Realidade literária, é realidade? E quando um senhor de chapéu fala com você, é?

Carência literária.Você nunca sentiu isso? Nunca? Vai me dizer que andando pela praça da Savassi você nunca parou para bater um papo com Roberto Drummond? Nunca teve vontade de no meio da correria dar um abraço, daqueles bem apertados, naqueles quatro senhores escritores sentados na Praça da Liberdade? Nem mesmo ao subir Bahia, não lhe bateu um impulso de apertar a bunda de Carlos Drummond de Andrade? Nunca sentiu uma carência desse tipo? Pois eu já! Hoje, horas antes de escrever esse texto, ela se manifestou.

Estava eu andando pelas ruas de Lisboa, e ao passar em frente a Brasileira, (um café que tem por aqui), me deu vontade de sentar, sentar e conversar , escolhi um senhor, que estava em uma mesa mais alta do que as outras. No início da conversa ele ficou meio perturbado, mais tarde ele me explicou que todos os dias milhares de pessoas sentavam ao seu lado e ninguém nunca tinha parado para conversar com ele, imagine só? Como as pessoas fazem isso?

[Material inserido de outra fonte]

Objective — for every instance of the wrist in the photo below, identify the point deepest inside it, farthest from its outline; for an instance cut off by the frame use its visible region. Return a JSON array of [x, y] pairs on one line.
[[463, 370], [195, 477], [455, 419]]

Mas, deixando isso de lado e voltando o raciocínio, no início da conversa esse excelentissímo senhor ficou meio confuso, e não sabia como se apresentar. Primeiro, referiu a si como Álvaro de Campos, aceitei. Expliquei-lhe os motivos de ter ali sentado, falei de minha carência e ele, com uma voz sutil me falou:

- Uma vez minha alma partiu-se como um vaso vazio, caiu pela escada excessivamente abaixo. Caiu da mão da criada, descuidada, caiu! E eu, fiz-me em mais pedaços que loça que havia no vaso.

Fiquei refletindo a respeito, e perguntei-lhe se foi a religião, ou Deus quem fez sua alma se regenerar. Ele, muito simples e sereno, me respondeu:

- Não acredito em Deus porque nunca o vi. Se ele quisesse que eu acreditasse nele, sem dúvida que viria falar comigo.E entraria pela minha porta dentro dizendo-me: Aqui estou!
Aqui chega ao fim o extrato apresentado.